THE HOUSE FLY. (Musca domestica.)
This insect lays its eggs in sinks, dunghills, or any other place where there is decaying vegetable matter tolerably moist. The larvæ, or maggots, are thick and fleshy, without legs, but having the mouth furnished with hooks, by means of which they drag themselves along when they wish to move. They go into the pupa state without throwing off the skin of the maggot; and when the perfect insect appears, it forces off a kind of cap from one end of the pupa case, in order to make its escape. The Blue Bottle flies (Musca erythrocephala and Vomitoria) are only too well known from their habit of depositing their eggs upon our meat in summer. In the Flesh fly (Musca or Sarcophaga carnaria) and some allied species, the eggs are hatched within the body of the parent, which thus deposits living larvæ upon the decomposing animal matter that constitutes their food. These flies are so prolific and their larvæ so voracious that Linnæus says the progeny of them would devour a horse as quickly as a lion could do it.

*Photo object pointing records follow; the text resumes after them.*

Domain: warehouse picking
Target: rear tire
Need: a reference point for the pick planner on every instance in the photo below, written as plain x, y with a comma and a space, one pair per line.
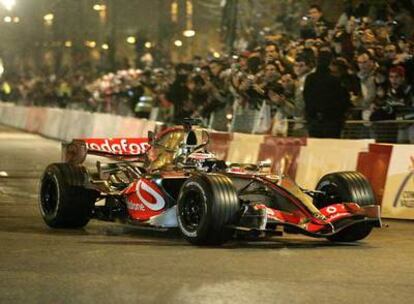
63, 200
347, 187
206, 206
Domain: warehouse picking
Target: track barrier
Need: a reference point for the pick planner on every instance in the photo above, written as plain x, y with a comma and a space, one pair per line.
389, 167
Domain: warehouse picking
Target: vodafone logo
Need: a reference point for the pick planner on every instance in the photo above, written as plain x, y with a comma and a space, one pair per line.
142, 188
331, 209
119, 146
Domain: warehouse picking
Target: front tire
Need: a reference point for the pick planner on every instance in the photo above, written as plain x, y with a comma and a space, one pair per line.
206, 206
63, 201
347, 187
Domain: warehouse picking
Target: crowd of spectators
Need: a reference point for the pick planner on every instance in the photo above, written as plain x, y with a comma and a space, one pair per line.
360, 68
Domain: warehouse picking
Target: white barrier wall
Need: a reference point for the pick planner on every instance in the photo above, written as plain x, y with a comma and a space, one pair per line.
398, 200
65, 124
322, 156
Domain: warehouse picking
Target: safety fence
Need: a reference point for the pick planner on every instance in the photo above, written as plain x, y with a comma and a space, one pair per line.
390, 168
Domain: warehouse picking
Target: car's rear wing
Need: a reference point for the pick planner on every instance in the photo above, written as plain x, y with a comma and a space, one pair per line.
119, 148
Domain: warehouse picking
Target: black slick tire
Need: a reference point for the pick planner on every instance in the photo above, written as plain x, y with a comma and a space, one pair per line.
207, 205
63, 201
347, 187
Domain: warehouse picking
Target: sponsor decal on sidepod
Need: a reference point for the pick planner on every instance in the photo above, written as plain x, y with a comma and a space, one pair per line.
118, 146
144, 200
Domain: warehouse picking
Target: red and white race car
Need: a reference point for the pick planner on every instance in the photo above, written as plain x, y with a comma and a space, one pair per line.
171, 180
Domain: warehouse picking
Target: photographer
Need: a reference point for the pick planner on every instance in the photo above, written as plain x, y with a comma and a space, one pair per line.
314, 25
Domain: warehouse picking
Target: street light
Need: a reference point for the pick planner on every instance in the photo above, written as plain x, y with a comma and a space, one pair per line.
99, 7
189, 33
8, 4
131, 40
48, 18
90, 43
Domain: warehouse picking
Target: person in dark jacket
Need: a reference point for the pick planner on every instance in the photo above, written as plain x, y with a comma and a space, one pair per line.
326, 100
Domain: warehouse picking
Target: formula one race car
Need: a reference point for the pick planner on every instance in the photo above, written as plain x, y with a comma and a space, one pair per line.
171, 180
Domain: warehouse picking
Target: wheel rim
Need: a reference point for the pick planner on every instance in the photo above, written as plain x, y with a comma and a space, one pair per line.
192, 210
332, 194
48, 195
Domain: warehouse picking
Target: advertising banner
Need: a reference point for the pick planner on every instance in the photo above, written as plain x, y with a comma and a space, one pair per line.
398, 200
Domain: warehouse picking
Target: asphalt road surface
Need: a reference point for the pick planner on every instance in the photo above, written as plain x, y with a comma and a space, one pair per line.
110, 263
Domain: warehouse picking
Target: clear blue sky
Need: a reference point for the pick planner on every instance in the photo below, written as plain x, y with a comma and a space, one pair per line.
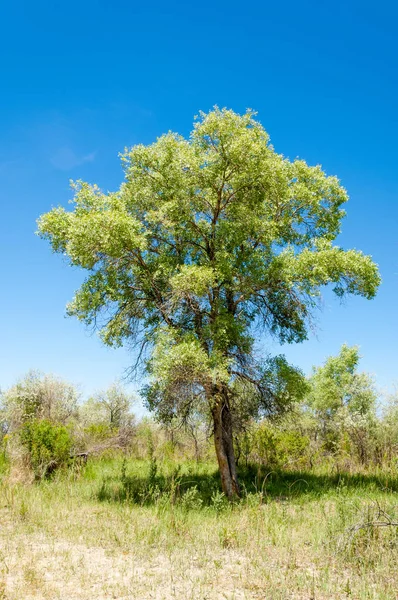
82, 80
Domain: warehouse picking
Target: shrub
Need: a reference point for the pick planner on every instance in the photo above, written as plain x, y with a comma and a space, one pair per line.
48, 446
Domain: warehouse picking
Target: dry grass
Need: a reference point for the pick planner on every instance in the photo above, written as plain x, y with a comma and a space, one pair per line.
58, 541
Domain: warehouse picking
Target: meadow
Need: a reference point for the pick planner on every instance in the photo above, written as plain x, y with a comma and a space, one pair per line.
122, 528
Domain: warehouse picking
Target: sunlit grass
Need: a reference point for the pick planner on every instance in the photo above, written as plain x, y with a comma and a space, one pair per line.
117, 529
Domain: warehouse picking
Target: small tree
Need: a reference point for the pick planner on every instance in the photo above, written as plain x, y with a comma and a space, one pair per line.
38, 396
111, 407
344, 400
208, 242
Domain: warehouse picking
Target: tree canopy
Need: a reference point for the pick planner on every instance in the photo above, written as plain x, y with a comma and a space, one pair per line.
208, 242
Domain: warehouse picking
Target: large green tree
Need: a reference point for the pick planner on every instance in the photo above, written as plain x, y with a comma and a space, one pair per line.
209, 241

THE GNAT. (Culex pipiens.)
This is an insect which deserves the observation of the naturalist, not only for the very curious conformation of its proboscis (which so quickly and powerfully penetrates into our skin, and through which it sucks our blood into its body), but also for the several metamorphoses it undergoes before it arrives at its winged state. The Gnat deposits its eggs upon the surface of stagnant water, and sets them upright one against another, in the form of a small boat: after floating upon the water for several days, as soon as the time of hatching arrives the larvæ, which the eggs contain, escape into the water in which they swim about with vigorous jerking movements. They are compelled to visit the surface to take in a supply of air, and for this purpose the tail is furnished with a short tube, surrounded at its extremity with a star of bristles, which, when spread out, prevent the water from flowing into the air tube. The change to the pupa state is a curious one. In this condition the insect exhibits a rather slender body with a bulky anterior extremity, in which the head, wings, and limbs are enclosed; the tail is furnished with a pair of leaves or membranous plates, the matting tube has vanished from this part and in place of it we find two tubes situated on the sides of the thorax: having passed about ten days in this state, its increase being at an end, it keeps longer near the surface, and at last the outer skin bursts, and the winged insect, standing upon the exuviæ it is going to leave behind, smooths its new-born wings, springs into the air, and begins its depredations. The fecundity of the Gnat is so remarkable, that in the course of one summer they might increase to the amazing number of five or six hundred thousands, if Providence had not ordered that they should become the prey of birds, who by this means prevent their multiplying more than they generally do. These insects are very annoying from their blood-sucking propensities; and as the sucker is horny at the tip, it inflicts a severe wound, into which the insect emits a small quantity of poison, which occasions the pain and inflammation always felt from a Gnat bite.
Order VIII. Suctoria.
These insects are without wings. The mouth is furnished with a trunk or beak, formed to wound as well as to suck.